Néanmoins, juger un film seulement sur la base du nombre de mots prononcés par les femmes aurait été incomplet. C’est pourquoi les linguistes ont examiné ce que disent les personnages et se sont focalisées sur les compliments qui leur sont faits. Et là, l’évolution n’est pas aussi négative. Au contraire.

Valoriser les filles pour leur intelligence

L’apparence était très importante dans les dessins animés de la période classique. La beauté des femmes faisait l’objet de 55% des compliments. Quant à leurs talents et leurs réussites, ils ne constituaient que 11% des éloges qui leur étaient faits. Lors de la Renaissance, les chercheuses observent une amélioration: 38% des compliments visent la beauté et 25% se concentrent sur les capacités et les actes des princesses.

Le vrai changement se fait à la période actuelle. Les héroïnes des nouveaux films d’animation inversent la tendance.

«Pour la première fois, les femmes sont plus propices à être mises en valeur pour leurs qualités et leurs accomplissements plutôt que pour leur apparence», écrit le journaliste du Washington Post Jeff Guo. 

Dans ces films, 40% des compliments faits aux femmes parlent de leurs talents et de leurs capacités contre 22% pour la beauté.

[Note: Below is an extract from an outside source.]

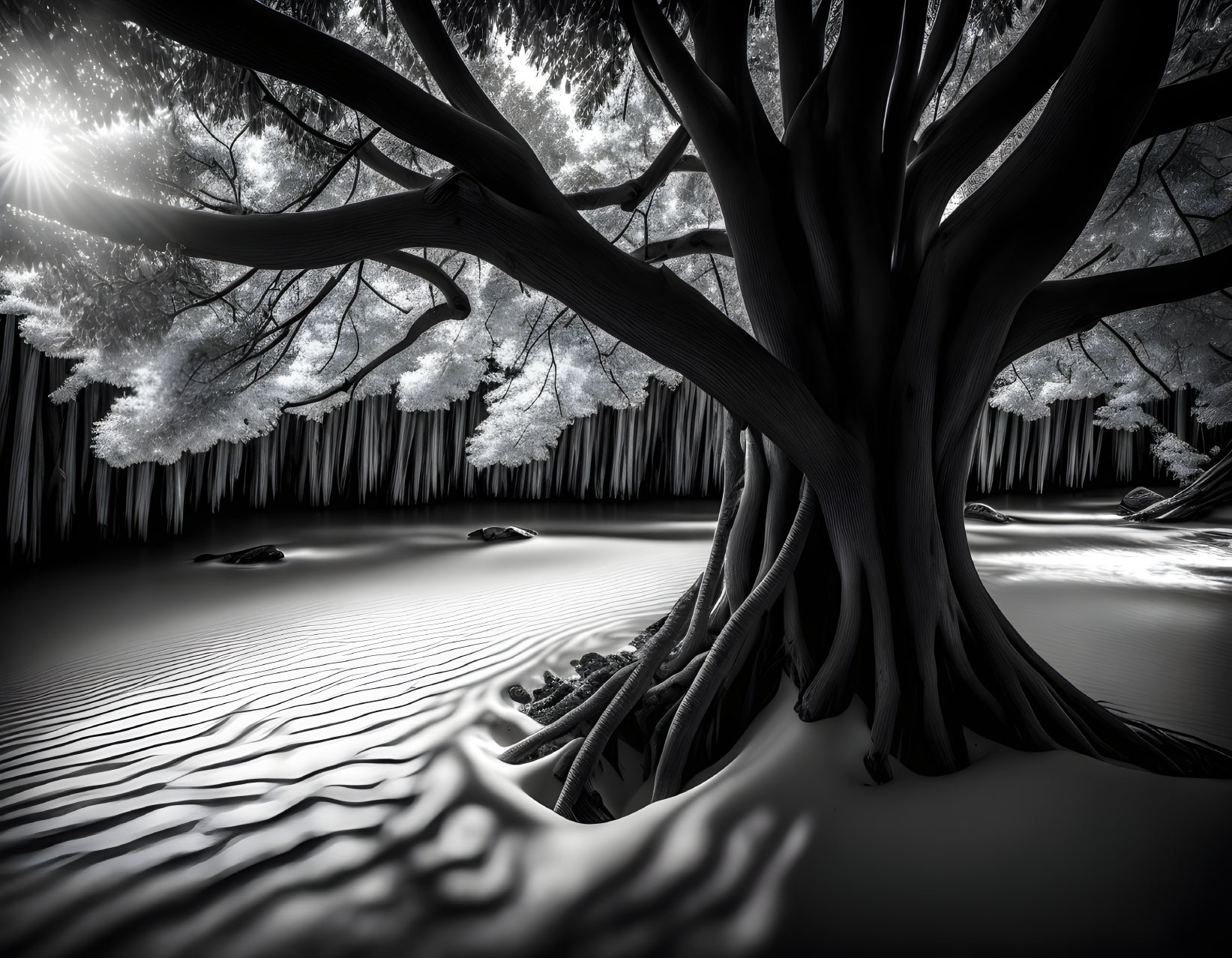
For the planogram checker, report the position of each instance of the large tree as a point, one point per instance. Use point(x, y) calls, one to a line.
point(879, 312)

Les classiques mettaient en scène «la princesse isolée qui cherche quelqu’un pour l’épouser», dit Carmen Fought au Washington Post.

Les nouvelles princesses ont une personnalité forte et indépendante. La Reine des neiges et Rebelle ont été conçus, écrits et produits «par des femmes ou une équipe qui incluait des femmes», explique le Washington Post

. Dans un entretien avec le site destiné aux parents A mighty girl, Brenda Chapman, qui a écrit et coproduit Rebelle, explique les objectifs qu’elle s’était donnés lorsqu’elle a créé le personnage de la princesse Mérida:

«Mérida était conçue spécifiquement pour sortir du moule. Elle a été créée pour bouleverser l’image de la princesse Disney habituelle, pour montrer qu’elle est proche d’une vraie princesse […]. Les princesses étaient des femmes actives, tout comme leurs mères et c’est pourquoi j’ai décidé de donner une touche de modernité.»

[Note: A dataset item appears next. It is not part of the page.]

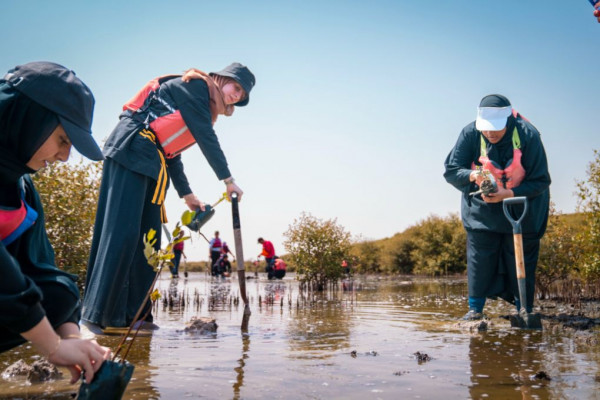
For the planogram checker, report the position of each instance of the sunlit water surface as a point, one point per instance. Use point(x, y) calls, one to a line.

Se concentrer sur les compétences des princesses plutôt que sur leur beauté est essentiel pour les enfants. Les psychologues conseillent aux parents de ne pas les complimenter sur leur apparence, comme le souligne le site Famili.fr. Dans une interview au Daily Telegraph, la ministre des Femmes britannique affirmait que

«complimenter [les enfants] pour leur capacité à faire un puzzle […] ou pour leur curiosité à poser des questions»était plus bénéfique que de les complimenter sur leur apparence.